A neuron has two types of highly polarized cell processes, the single axon and multiple dendrites. One of the fundamental questions of neurobiology is how neurons acquire such specific and polarized morphologies. During neuronal development, various actin-binding proteins regulate dynamics of actin cytoskeleton in the growth cones of developing axons. The regulation of actin cytoskeleton in the growth cones is thought to be involved in axon outgrowth and axon-dendrite specification. However, it is largely unknown which actin-binding proteins are involved in axon-dendrite specification and how they are transported into the developing axons. We have previously reported that collapsin response mediator protein 2 (CRMP-2) plays a critical role in axon outgrowth and axon-dendrite specification (N. Inagaki, K. Chihara, N. Arimura, C. Menager, Y. Kawano, N. Matsuo, T. Nishimura, M. Amano, and K. Kaibuchi, Nat.
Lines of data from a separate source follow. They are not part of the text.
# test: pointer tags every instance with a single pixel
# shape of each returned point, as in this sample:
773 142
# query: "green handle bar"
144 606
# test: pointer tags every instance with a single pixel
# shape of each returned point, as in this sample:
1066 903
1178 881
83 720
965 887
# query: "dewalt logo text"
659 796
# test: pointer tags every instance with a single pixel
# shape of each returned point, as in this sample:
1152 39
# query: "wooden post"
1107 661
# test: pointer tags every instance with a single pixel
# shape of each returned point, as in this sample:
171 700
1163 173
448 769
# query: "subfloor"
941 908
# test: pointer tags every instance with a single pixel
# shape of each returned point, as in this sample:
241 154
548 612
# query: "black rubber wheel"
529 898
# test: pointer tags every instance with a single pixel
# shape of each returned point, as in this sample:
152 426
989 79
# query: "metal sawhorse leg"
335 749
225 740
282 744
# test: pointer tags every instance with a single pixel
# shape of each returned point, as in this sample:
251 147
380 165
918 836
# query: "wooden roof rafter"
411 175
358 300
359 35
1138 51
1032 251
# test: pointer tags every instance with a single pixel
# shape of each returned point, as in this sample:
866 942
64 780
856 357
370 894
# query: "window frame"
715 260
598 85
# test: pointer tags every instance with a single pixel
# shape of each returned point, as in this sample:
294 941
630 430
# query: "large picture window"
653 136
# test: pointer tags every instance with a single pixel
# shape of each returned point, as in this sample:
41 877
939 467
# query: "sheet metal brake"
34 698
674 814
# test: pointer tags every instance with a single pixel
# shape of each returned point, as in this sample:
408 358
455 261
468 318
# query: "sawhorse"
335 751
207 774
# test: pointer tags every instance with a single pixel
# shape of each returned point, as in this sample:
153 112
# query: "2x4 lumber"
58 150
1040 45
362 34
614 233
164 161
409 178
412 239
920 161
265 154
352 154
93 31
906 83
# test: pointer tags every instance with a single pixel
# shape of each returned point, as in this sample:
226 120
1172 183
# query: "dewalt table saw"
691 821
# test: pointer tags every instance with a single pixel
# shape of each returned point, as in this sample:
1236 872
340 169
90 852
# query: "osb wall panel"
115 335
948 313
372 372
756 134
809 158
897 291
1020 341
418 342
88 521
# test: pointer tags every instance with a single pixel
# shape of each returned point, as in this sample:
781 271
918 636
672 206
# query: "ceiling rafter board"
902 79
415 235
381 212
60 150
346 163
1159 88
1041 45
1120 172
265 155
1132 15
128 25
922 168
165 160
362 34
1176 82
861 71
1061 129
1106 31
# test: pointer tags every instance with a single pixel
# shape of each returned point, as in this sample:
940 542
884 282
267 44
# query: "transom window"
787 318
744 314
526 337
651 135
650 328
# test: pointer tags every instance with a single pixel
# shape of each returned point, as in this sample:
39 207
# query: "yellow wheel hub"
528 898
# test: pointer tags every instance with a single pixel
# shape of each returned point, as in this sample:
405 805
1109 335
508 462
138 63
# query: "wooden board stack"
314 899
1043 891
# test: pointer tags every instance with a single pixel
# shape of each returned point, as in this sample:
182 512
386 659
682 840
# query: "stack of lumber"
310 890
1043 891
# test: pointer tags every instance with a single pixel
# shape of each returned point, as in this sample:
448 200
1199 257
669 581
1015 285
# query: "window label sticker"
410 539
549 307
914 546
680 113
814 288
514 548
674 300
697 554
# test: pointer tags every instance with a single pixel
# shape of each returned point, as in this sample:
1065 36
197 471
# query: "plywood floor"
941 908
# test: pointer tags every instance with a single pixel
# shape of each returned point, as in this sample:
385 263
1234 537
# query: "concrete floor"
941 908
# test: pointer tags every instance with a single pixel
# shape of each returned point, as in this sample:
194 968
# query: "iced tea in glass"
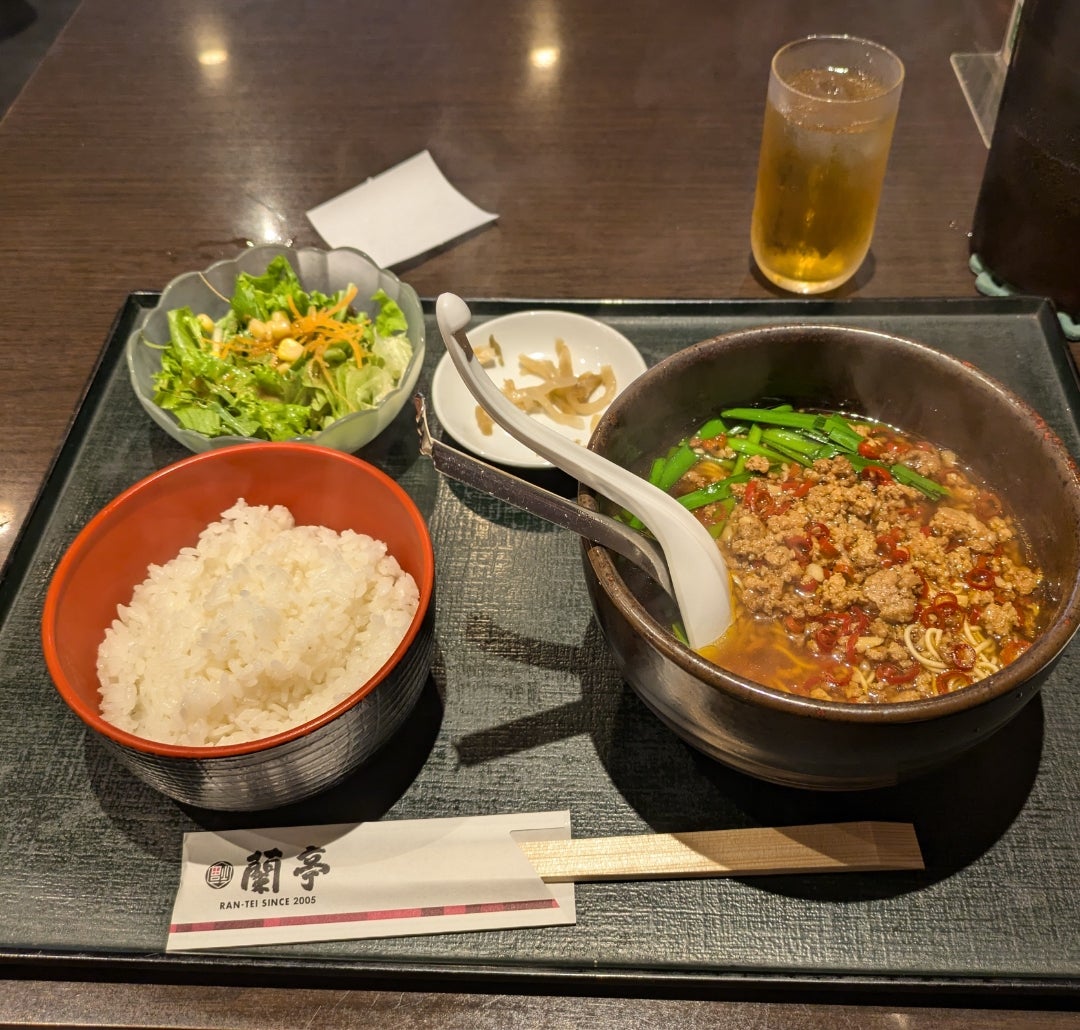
828 120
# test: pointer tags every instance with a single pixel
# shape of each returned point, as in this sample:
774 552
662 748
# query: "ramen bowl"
787 739
208 290
149 523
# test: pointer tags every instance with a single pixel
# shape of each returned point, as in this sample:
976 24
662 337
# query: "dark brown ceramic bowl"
783 737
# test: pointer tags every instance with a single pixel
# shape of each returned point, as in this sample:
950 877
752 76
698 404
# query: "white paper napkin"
381 879
402 213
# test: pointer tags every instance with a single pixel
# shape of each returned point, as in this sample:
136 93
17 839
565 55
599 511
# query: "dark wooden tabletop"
623 170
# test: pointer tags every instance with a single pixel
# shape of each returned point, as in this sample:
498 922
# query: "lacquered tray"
525 710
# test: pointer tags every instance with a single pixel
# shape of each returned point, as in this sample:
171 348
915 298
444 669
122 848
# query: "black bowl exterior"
794 747
782 737
299 768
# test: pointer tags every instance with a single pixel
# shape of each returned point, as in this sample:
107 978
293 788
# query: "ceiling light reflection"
212 56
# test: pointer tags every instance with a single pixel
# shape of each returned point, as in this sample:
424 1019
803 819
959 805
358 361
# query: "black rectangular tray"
525 710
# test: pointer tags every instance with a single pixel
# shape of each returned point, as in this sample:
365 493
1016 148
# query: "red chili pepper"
961 655
876 475
794 625
820 534
856 622
825 637
809 683
796 486
837 675
886 545
1012 650
987 505
981 577
760 502
944 613
800 544
946 682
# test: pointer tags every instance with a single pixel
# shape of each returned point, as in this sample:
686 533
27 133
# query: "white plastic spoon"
698 571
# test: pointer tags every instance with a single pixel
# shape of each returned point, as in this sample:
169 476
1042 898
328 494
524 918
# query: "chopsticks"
757 851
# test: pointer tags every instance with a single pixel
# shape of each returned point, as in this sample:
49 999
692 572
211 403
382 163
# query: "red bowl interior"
150 522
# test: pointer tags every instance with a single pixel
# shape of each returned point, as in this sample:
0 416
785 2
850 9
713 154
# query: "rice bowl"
149 524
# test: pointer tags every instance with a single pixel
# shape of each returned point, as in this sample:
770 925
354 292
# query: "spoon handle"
543 503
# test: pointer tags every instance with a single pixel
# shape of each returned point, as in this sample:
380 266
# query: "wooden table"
622 170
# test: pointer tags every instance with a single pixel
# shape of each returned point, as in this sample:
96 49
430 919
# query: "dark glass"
1027 219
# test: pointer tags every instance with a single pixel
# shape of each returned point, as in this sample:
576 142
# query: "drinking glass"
828 119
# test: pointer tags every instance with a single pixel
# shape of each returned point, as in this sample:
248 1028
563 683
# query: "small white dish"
534 334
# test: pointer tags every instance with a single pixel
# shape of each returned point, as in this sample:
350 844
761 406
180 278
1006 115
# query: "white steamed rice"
261 626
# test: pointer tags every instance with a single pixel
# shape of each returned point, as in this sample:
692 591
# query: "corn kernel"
288 350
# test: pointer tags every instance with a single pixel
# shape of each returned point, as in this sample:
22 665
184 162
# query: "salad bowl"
208 293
Neurosci. 4:781-782, 2001). Here, we found that CRMP-2 interacted with the specifically Rac1-associated protein 1 (Sra-1)/WASP family verprolin-homologous protein 1 (WAVE1) complex, which is a regulator of actin cytoskeleton. The knockdown of Sra-1 and WAVE1 by RNA interference canceled CRMP-2-induced axon outgrowth and multiple-axon formation in cultured hippocampal neurons. We also found that CRMP-2 interacted with the light chain of kinesin-1 and linked kinesin-1 to the Sra-1/WAVE1 complex. The knockdown of CRMP-2 and kinesin-1 delocalized Sra-1 and WAVE1 from the growth cones of axons. These results suggest that CRMP-2 transports the Sra-1/WAVE1 complex to axons in a kinesin-1-dependent manner and thereby regulates axon outgrowth and formation.